Transport Applications

…more than 14,000 fuel cells units for the niche transport application have been sold internationally, including materials handling devices such as forklifts [1]

…75% of fuel cells systems manufactured for niche transport applications in the period 2008-2009 [2] were produced in Europe

…fuel cell cars powered with renewable hydrogen have zero well-to-wheel emissions …fuel cells produce between 0g (for hydrogen produced from renewable sources) and ~85g (for hydrogen produced from fossil fuels) of CO2/km, compared to a gasoline internal combustion engine, which produces approximately ~170g of CO2/km [3]

…hydrogen fuelled transport fuel cells improve general air quality by eliminating oxides of nitrogen and particulate matter from exhausts

…neither biofuels, Battery Electric Vehicles (BEVs), Plug-in Hybrid Electric Vehicles (PHEVs) nor Fuel Cell Vehicles (FCVs) can be commercialised in large scale without significant further development

…by 2017, nearly 50,000 California customers could be driving fuel cell vehicles [4]

…to date, 250 demonstration fuel cell vehicles—passenger and transit buses—have been deployed on California’s roads [5]

…a mass produced fuel cell vehicle with 350-mile all-electric range is projected to cost less than plug-in hybrid and full battery-electric vehicle [6]

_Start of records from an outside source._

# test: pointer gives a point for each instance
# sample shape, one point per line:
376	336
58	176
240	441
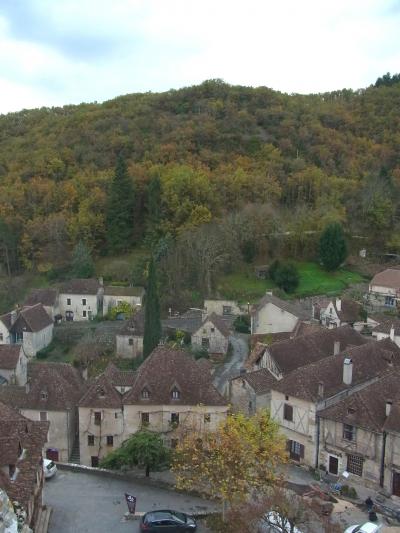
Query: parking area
87	503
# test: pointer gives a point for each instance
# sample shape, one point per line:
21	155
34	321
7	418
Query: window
288	412
145	394
349	432
175	418
175	394
205	342
355	464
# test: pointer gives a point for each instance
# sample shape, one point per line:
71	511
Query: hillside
215	149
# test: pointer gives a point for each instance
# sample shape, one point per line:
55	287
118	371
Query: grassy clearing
245	287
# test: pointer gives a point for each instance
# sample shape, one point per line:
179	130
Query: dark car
168	521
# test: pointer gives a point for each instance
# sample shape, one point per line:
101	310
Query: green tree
82	265
152	321
287	277
332	246
143	449
120	210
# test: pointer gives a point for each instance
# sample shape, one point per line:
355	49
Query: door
333	465
396	483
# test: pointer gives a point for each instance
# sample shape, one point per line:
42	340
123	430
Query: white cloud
69	51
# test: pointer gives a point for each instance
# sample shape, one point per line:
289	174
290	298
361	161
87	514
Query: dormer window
145	393
175	394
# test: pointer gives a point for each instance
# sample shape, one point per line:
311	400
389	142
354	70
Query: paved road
87	503
231	368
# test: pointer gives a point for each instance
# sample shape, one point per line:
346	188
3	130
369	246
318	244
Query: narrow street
231	368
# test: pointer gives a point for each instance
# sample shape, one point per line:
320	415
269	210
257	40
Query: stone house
168	394
81	299
384	289
332	313
30	326
51	394
21	461
297	398
48	298
212	336
388	329
13	364
129	339
114	296
354	435
273	315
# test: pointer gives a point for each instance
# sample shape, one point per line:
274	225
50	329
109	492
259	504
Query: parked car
368	527
168	521
49	468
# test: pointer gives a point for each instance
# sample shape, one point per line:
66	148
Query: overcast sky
56	52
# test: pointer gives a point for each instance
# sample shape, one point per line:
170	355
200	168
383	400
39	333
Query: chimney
336	347
13	317
347	371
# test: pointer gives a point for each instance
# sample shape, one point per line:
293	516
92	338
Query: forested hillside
206	153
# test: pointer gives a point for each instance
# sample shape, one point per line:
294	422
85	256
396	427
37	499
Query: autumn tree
152	320
332	247
240	457
144	449
120	210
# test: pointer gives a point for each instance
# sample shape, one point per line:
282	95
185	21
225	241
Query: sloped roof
51	387
300	351
9	356
367	407
387	278
370	360
47	297
290	307
112	290
80	286
166	368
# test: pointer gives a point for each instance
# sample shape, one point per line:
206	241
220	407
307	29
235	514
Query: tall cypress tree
152	320
120	210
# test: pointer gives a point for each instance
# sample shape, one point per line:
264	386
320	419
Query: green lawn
245	287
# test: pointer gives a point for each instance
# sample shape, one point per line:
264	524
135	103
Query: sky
58	52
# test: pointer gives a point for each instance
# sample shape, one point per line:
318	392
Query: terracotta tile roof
47	297
370	360
80	286
51	387
166	368
387	278
290	307
367	407
32	437
300	351
133	326
262	381
111	290
9	356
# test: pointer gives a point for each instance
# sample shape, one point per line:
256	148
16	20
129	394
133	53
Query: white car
49	468
368	527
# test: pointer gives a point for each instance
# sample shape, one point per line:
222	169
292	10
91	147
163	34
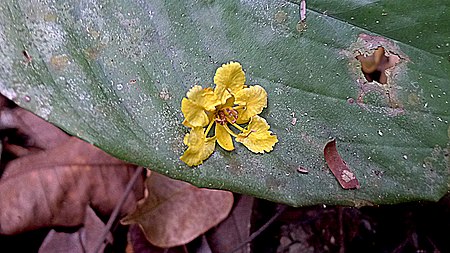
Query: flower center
225	115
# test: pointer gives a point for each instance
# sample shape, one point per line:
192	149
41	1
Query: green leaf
114	74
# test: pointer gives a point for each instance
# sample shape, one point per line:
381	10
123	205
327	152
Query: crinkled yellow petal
203	97
257	136
199	147
223	137
251	101
195	115
229	78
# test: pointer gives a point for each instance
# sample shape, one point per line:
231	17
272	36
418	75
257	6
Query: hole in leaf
374	66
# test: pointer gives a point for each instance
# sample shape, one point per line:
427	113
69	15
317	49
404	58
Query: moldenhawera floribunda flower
231	102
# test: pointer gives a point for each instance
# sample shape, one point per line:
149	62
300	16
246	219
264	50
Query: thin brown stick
117	208
260	230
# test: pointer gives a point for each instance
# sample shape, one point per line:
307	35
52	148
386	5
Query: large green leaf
114	74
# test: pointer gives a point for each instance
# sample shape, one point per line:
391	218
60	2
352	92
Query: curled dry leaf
339	167
81	241
57	180
175	212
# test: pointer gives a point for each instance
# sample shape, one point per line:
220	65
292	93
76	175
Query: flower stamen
226	115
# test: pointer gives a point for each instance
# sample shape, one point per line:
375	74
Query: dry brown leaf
339	167
54	187
235	229
81	241
175	212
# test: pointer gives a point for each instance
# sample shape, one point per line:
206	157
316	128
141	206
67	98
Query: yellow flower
230	103
199	147
257	137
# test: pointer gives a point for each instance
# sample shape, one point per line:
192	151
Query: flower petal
257	136
199	147
229	78
224	138
252	101
203	97
194	114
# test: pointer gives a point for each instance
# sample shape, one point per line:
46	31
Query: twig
260	230
116	210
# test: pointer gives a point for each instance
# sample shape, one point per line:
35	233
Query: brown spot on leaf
339	167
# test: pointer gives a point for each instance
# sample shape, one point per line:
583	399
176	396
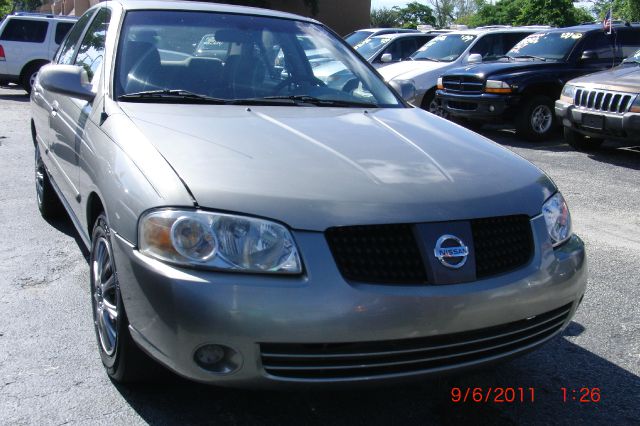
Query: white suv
27	42
449	51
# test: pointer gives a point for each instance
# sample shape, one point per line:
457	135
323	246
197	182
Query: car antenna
104	115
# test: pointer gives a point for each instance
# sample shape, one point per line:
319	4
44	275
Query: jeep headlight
558	219
568	93
218	241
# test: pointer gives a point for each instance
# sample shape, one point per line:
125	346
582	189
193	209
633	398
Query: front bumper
173	311
625	127
480	106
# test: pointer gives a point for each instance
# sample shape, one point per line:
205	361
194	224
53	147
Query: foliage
559	13
414	14
384	18
627	10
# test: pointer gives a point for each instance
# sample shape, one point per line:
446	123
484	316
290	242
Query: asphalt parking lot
50	370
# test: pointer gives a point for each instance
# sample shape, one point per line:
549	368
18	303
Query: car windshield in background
356	37
550	46
371	46
633	59
168	56
444	48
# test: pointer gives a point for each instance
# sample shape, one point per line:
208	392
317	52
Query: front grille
502	244
377	253
335	361
603	100
389	254
462	84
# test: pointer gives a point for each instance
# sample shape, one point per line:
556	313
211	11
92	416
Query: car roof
204	7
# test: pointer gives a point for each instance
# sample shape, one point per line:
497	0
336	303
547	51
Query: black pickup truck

…Germany already has over 300 fuel cells vehicles on the road.

Stationary Applications

… more than 11,000 small stationary fuel cells units have been deployed globally [7]

… in 2008, the installed capacity of fuel cells in large scale stationary applications reached 170MWe [8]

…Japan has 5,862 stationary fuel cells units under operation [9]

… 6,000 fuel cell CHP units, commercially available today, rated at 400kWe (sufficient to power a supermarket or school) would deliver the same level of CO2 reductions as the proposed Severn Barrage, and could be in place in 5 years at more than 3 times lower capital cost [10]

…if 5.6 million homes had microCHP installed by 2020, the saved CO2 emissions would be equivalent to the emissions from eight new 750MW Combined Cycle Gas Turbine power stations [11]

…a 2kW stationary fuel cell CHP unit can save up to 5 tonnes of CO2 per household per annum depending on the installation [12]

…fuel cells enable wider uptake of combined heat and power generation at 80-90% overall efficiency [13]

Portable Applications

…more than 10,000 fuel cells units for portable applications were sold in 2008 alone [14]

Hydrogen

…more than 150 hydrogen refuelling stations have been in operation worldwide [15]

…for a given quantity of energy storage, compressed hydrogen storage costs are expected be 1/20 that of advanced lithium-ion batteries ($15/KWH vs. $320/KWH) [16]

…European research conducted as a part of the European HyWays project has shown that hydrogen deployment could reduce oil consumption in road transport by 40% by 2050 [17]

Fuel Cell and Hydrogen Industry

…the global fuel cell market could be worth over $26bn in 2020 and over $180bn in 2050. The UK share of this market could be $1bn in 2020 rising to $19bn in 2050 [18]

…the global fuel cell and hydrogen market is projected to be worth $8.5billion (CAD) (£4.89billion) in 2016 [19]

…the fuel cell sector is expanding rapidly, and experienced a 22% gain in fuel cell specific employment in 2006, building on a 12% increase in 2005 [20]

…between 2003 and 2008 the fuel cell and hydrogen industry created 2,000 green collar jobs in Canada alone [21]

…In the USA, more than 630 companies and laboratories in 47 states are investing $1 billion a year in fuel cell and hydrogen [22]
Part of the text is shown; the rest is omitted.